In recent years, new computer based analytic methods, often called “machine learning” and “deep learning”, have been proposed as possibly more powerful methods of data acquisition and analysis. The suggested advantage of these techniques appears not to be determined [26]. Reported AUC values or c-indexes with these analytic methods range from 0.59 to 0.90 [8, 12, 21, 22]. Probably the more critical aspect of outcome prediction, and possibilities of improving precision, is related to addition of more predictor variables. This appears to be more important than focusing on analytic techniques, although different analytic models may change the predictive potential of a particular data set, as has been demonstrated on a hip and knee arthroplasty cohort [27].

The limitation of the current model as such is related to the baseline and socio-demographic variables at hand. Evaluation and development of the Dialogue Support is a continuous process. There could be some changes in the surgery techniques, processing, trainings, support, machineries and medicines affecting outcome. This is considered by yearly updating of the database. The yearly updating of the database and introduction of new baseline variables are also expected to increase the precision of the model on the individual level over time. Dropouts may have a tendency of worse outcome than consenters also in registers [28], so there is a possible risk of overestimating success in the model. However, this is still an unsolved question [29].

A possible selection bias could be caused by the proportion of patients not having their index surgery recorded. However, there are only exceptional occurrences of patients opting out from Swespine. The major cause of loss to registration is deficient routines in some of the participating centres, not dependent on individual patients. In our interpretation, this does not cause any bias in the national register. A second possible cause of selection bias would be loss to follow-up. This has been assessed in a recent publication [28].

When it comes to application of the Dialogue Support in other countries, the Swedish reference database can be a limitation to generalizability. Spine patients in different countries have different cultural and social conditions, which may affect the predictive ability of the model. Interpretation of predictions should be done with this in mind, until validation tests have been performed. Ideally the model should be tested on a national, or other large, database in the country in question.

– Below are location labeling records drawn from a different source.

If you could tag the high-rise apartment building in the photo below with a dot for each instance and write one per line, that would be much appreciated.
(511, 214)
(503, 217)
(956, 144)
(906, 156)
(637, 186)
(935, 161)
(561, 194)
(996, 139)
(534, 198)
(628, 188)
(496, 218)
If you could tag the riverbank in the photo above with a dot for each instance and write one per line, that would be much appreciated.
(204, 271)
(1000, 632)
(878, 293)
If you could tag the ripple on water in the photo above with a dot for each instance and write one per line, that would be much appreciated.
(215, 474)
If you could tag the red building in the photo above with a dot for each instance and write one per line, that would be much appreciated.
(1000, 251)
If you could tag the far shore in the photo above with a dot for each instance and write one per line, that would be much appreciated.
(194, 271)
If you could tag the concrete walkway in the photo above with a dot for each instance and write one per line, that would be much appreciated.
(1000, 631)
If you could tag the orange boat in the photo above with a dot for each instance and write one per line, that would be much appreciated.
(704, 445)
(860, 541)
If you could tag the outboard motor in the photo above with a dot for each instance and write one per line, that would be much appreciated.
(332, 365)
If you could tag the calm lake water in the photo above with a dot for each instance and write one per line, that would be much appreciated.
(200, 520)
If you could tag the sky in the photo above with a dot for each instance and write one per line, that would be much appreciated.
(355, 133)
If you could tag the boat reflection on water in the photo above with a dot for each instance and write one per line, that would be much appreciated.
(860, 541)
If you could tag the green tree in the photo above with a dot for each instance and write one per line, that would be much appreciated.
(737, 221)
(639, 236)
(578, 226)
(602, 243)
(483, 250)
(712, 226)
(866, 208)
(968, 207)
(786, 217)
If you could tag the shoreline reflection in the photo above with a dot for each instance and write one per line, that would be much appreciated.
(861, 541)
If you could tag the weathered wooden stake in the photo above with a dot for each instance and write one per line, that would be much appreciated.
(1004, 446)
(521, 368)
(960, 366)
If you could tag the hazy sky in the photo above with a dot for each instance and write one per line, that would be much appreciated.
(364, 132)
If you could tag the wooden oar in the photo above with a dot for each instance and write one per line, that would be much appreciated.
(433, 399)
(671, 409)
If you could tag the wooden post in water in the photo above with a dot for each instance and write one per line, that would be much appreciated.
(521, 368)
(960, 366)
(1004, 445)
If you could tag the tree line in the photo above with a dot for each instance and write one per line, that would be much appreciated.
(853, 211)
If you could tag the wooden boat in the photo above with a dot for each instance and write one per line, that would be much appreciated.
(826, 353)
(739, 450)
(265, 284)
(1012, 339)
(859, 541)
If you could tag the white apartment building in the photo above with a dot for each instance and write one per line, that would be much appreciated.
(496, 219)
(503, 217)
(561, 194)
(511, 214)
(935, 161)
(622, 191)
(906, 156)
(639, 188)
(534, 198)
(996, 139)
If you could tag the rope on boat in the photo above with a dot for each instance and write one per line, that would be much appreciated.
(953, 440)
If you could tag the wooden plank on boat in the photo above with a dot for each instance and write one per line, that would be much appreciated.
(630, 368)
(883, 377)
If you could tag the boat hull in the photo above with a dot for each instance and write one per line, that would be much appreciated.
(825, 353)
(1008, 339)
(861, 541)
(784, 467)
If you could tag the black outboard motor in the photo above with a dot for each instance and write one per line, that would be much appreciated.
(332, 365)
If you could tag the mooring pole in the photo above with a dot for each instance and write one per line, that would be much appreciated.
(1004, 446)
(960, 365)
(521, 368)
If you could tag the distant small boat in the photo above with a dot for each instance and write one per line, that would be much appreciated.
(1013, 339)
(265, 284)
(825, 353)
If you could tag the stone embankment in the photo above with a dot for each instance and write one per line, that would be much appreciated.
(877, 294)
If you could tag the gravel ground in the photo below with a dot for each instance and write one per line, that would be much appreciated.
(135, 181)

The strength of the Dialogue Support is related to the large reference population in the national Swespine Registry, which has a coverage of 95%, a completeness of 85% and a one-year follow-up of more than 70%. Thus, the data that the prediction model is based on well represent the “degenerative spine population” in Sweden over the last ten years. Predictions can thus be generalized in the entire nation and applied to all spine centres. Dropouts and missing data may infer a limitation to the generalizability, which we hope to reduce with increasing web-based registration.

In the aggregated perspective, the Dialogue support, acting as “one piece of the puzzle”, can support the clinician’s clinical experience/judgement. In popular terms, using the Dialogue support, it is possible to describe outcome as a certain probability to have a successful and satisfactory outcome after a proposed surgical intervention.

Thus, the Dialogue support offers the opportunity to both patient and surgeon to contemplate and discuss the probability of benefit and risk based on more substantial evidence than the experience and conjecture of an individual surgeon. It is also an interesting opportunity to start international research cooperation based on the Dialogue support.

Our ambition is to validate these models further once new data becomes available (data are continuously collected in Swespine, approximately 10 000 patients per year), and we can also foresee validating models in other countries where similar (albeit not identical) data are collected.


The Dialogue Support is a useful prediction tool with an accuracy which is high on a group level and moderate on an individual level. It can serve as an aid to both patient and surgeon when discussing a surgical treatment of degenerative conditions in the lumbar and cervical spine.